Een dienstverlener die gebonden is aan een gedragscode dient dit vooraf aan de cliënt te laten weten en verschaft op diens verzoek de betreffende gedragscode, alsmede het adres waar de gedragscode elektronisch kan worden geraadpleegd en de beschikbare talen waarin deze verkrijgbaar is (artikel 230b sub 13 en artikel 230d sub 4).

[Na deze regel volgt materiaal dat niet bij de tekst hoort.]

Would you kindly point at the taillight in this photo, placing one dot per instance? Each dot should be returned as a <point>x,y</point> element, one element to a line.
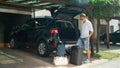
<point>54,31</point>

Zoals bekend zijn leden van de NOB gebonden aan het Reglement Beroepsuitoefening en de Bijzondere Gedragscode van de NOB. Leden van de NOB dienen hun cliënten dus op deze beroepsregels te wijzen, bijvoorbeeld via hun website en/of bij het uitbrengen van een offerte. Het Reglement Beroepsuitoefening en de Bijzondere Gedragscode van de NOB zijn te downloaden van de website van de NOB (http://www.nob.net/statuten-en-reglementen). Beiden zijn verkrijgbaar in het Nederlands en in het Engels.

Hoewel de mogelijkheid tot het indienen van een tuchtklacht bij de NOB vermoedelijk niet gezien kan worden als buitengerechtelijke “geschillenbeslechting”, zoals bedoeld in artikel 230b sub 13 en het informeren hierover dus geen verplichting is op grond van de Dienstenwet, is het tuchtrecht van de NOB uiteraard wel vermeldenswaard.